Джеф явно бессознательно ритмично барабанил пальцами по собственному колену.
– Надо приложить лёд, – решил он, быстро вставая. – Завтра тебе обеспечен качественный синяк. И надо бы пройти осмотр – может оказаться трещина. Поедем завтра к врачу.
– Нет, – не отрывая от него глаз, торопливо отказалась Николь. Какой ещё врач! Папа всех их просто уроет, если позвонит и не застанет её у деда. – Завтра мне придётся ехать к бабушке.
Джеф вынул из её податливых пальцев бокал, меряя её взглядом. Потянулся за салфеткой. Задумчиво уронил:
– Раздевайся. Иди, ложись, утро вечера мудренее. Я – за льдом.

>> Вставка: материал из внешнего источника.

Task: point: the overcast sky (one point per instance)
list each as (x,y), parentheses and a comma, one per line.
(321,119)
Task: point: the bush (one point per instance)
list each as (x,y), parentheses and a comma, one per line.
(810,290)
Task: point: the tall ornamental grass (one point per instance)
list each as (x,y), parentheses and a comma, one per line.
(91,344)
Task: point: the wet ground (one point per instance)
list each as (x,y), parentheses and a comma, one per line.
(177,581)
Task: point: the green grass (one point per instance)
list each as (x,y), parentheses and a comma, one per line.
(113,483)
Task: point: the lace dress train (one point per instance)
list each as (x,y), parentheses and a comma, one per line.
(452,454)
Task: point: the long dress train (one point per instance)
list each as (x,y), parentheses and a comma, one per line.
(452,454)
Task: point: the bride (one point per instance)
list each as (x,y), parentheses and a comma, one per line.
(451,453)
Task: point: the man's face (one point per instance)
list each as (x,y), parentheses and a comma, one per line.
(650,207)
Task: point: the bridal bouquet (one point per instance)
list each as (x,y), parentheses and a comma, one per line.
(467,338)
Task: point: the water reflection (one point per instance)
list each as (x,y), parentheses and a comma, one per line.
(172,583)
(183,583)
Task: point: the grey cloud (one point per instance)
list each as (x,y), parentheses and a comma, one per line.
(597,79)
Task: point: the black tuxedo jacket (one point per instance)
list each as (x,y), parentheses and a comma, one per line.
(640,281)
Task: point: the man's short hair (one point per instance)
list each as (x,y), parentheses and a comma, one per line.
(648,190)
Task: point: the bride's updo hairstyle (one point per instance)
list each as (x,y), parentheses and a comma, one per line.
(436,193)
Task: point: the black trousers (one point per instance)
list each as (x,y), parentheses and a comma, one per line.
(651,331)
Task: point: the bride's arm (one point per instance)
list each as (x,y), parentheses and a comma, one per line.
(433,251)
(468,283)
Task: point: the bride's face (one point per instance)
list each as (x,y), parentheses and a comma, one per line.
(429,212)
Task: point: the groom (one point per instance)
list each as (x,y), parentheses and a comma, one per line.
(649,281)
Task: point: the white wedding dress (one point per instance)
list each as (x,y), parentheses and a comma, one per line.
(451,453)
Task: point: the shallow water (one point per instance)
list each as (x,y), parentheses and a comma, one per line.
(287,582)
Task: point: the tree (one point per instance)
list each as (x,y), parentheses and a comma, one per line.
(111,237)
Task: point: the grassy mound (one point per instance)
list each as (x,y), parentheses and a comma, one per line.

Николь, вздрагивая, опустила штанину, медленно пробралась на второй этаж, представляя, с каким злобным видом Джеф на кухне колет помельче лёд. Она едва успела, постанывая, стянуть с себя узкие джинсы, как он вернулся. Приложил к ушибу салфетку и потребовал:
– Рассказывай.
Пришлось рассказывать, пока он мягко водил по ушибу и вокруг него обёрнутым в льняную ткань льдом. Потом оставил сырой свёрток на ушибе, положил руки ей на голову. Николь, постепенно расслабляясь, осела на подушке, медленно хлопая ресницами. Лёд распространял холод по ноге. Кончики пальцев Джефа у её висков были прохладными, в отличие от его горячих ладоней, лежащих на её макушке. Она заснула где-то посреди своего монолога и Джеф, наклонившись, с томительным вниманием приглядывался к её лицу. Она посапывала, морщилась во сне, но в общем выглядела неплохо. Он осторожно осмотрел её, как мог и ничего такого, что можно было бы обозначить как побои, не нашёл. Потом тихонько набросил на неё одеяло, сходил за новой салфеткой со льдом: прежний компресс весь размок. Лёг рядом, чувствуя бессилие и злость. Он сам не знал, сколько он так пролежал, прежде чем заснул, подавляя эти всплески, волнами наваливающиеся на него от его размышлений. Николь лежала, не шевелясь, только иногда хныкала. Джеф сквозь сон прикладывал ей ладонь ко лбу и снова проваливался в тьму и тепло.